Gold was weak Monday on the heels of news that the Treasury Department is lobbying congress to allow the International Monetary Fund [IMF] to sell 400 tonnes of its gold. Here's the original Reuters report of the planned gold sale. If we look at where the potential systemic financial failures are today, we'll come up with a handful of countries that, let's say, were never intended to be the recipient of IMF funds when it was founded. Surely, that irony is not missed by many. Be as it may, I don't expect the bureaucracy to call for its own demise, hence I don't yet consider its attempt to shore up revenue by selling gold as gold price manipulation.
On the other hand, similar proposals have come before, and each time the U.S. Congress, proving that its collective IQ is at least in the double digits, rejected them. Perhaps it is even aware of the golden rule:
He, who has the gold, makes the rules.
While 400 tonnes may sound like a lot (about $12 billion at current market value), it is a drop in the bucket compared with central bank reserves of countries that have stated their intention to diversify away from U.S. dollar-denominated assets. Click on this link for a list of central bank gold holdings as a percentage of total reserves.

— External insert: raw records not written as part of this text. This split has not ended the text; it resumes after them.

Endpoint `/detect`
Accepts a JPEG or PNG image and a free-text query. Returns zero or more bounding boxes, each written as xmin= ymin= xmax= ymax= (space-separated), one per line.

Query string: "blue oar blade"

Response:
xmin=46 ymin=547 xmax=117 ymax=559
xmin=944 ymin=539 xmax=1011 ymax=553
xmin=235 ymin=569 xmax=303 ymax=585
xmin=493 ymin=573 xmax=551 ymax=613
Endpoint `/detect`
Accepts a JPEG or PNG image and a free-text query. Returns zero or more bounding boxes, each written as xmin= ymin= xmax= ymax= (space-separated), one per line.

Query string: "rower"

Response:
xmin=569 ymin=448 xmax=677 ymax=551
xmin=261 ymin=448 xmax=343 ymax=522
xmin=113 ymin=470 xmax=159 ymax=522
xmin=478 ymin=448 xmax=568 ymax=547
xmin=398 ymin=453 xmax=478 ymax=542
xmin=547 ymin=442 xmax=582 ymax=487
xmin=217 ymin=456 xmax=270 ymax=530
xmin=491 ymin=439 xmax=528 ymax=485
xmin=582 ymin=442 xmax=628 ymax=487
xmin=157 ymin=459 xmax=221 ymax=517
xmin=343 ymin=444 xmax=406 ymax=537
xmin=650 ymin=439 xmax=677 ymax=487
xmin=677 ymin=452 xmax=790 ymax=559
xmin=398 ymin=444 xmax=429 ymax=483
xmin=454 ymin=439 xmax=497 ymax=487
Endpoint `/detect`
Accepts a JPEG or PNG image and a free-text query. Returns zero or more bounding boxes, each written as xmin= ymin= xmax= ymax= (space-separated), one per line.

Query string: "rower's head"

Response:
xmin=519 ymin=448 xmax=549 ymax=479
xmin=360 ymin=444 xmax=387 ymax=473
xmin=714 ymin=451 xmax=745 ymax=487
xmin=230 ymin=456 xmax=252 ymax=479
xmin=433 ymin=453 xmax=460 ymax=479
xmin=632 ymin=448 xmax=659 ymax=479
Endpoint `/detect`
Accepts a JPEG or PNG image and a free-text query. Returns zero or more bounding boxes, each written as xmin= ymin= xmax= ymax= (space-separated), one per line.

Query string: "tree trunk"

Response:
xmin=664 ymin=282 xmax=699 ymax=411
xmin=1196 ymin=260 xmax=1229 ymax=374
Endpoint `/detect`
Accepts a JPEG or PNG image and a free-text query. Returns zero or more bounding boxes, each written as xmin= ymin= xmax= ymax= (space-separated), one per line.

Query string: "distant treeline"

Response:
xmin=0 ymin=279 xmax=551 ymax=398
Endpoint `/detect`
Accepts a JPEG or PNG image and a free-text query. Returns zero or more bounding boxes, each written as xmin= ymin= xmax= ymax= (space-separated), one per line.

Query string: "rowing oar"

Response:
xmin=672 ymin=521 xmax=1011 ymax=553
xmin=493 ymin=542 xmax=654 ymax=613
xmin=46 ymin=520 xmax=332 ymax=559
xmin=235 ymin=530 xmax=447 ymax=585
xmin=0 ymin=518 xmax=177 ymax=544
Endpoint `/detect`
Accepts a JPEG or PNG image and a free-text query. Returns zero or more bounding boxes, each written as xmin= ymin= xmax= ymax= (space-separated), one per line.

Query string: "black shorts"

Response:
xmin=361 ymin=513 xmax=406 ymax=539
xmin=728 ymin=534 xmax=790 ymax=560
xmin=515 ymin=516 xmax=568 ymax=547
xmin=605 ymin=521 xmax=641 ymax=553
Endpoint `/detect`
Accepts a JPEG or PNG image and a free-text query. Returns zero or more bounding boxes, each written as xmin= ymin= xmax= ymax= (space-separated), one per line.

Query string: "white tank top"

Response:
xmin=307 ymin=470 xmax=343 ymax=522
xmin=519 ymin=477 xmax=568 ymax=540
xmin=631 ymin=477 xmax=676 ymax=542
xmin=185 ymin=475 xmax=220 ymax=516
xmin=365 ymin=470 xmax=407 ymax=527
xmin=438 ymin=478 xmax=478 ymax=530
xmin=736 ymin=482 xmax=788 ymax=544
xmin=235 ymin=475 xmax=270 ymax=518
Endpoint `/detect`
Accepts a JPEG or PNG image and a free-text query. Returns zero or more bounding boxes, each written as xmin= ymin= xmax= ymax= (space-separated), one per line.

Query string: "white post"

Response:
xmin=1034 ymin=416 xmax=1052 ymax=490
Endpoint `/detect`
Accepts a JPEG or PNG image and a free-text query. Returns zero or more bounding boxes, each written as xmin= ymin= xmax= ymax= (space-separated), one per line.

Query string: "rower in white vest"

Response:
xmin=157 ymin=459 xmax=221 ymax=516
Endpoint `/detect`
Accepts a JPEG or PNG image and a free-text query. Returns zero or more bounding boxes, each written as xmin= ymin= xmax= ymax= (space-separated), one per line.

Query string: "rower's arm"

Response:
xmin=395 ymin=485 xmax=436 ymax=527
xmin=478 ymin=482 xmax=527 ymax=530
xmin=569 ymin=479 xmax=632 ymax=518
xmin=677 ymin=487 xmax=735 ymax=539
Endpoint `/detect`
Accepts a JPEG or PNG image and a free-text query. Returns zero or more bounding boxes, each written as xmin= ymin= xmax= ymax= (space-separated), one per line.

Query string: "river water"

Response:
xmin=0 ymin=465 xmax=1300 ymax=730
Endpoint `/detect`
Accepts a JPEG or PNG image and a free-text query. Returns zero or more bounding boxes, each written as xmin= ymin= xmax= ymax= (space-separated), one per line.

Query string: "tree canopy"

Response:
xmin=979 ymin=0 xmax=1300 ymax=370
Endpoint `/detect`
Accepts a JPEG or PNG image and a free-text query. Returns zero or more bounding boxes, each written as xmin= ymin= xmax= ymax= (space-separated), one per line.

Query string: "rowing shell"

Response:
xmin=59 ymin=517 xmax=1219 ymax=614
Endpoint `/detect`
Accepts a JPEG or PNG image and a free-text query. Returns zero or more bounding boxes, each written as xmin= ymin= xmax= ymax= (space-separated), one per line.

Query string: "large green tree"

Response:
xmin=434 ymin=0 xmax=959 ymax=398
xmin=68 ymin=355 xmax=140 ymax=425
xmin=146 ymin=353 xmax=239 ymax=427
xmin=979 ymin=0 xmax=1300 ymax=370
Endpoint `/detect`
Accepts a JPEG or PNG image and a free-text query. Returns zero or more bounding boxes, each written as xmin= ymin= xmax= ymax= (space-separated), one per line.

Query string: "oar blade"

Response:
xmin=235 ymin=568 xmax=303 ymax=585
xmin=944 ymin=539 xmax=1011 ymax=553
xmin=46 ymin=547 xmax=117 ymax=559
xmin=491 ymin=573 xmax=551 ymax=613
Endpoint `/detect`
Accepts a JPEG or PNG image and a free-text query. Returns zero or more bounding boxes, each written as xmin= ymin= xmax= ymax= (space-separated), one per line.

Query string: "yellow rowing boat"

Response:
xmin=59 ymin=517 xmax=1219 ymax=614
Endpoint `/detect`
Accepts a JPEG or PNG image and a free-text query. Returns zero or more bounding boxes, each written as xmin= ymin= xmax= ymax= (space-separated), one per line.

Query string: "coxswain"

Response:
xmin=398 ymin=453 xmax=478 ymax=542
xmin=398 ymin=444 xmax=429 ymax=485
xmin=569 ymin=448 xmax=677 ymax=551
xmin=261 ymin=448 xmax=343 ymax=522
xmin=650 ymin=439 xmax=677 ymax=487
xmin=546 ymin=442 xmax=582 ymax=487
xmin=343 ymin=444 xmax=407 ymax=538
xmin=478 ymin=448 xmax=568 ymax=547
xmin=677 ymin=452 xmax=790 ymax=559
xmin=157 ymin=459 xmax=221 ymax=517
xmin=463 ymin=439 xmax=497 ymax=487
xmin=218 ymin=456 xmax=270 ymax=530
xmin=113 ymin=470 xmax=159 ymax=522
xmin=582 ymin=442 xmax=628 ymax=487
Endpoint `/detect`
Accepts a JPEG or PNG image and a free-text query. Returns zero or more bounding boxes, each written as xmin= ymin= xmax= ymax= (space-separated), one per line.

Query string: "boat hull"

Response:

A clear dichotomy exists between the Central Banks of the "East" and "West." Since the annual production of gold is a small fraction of the above-the-ground stock (a defining characteristic of monetary metal, one might add), the best way to increase Central Bank gold holdings is to buy from other Central Banks. Hence, I predict that no matter how much of its gold the IMF will sell, it will find eager buyers. Meanwhile, any price weakness is a gift to buyers of physical bullion.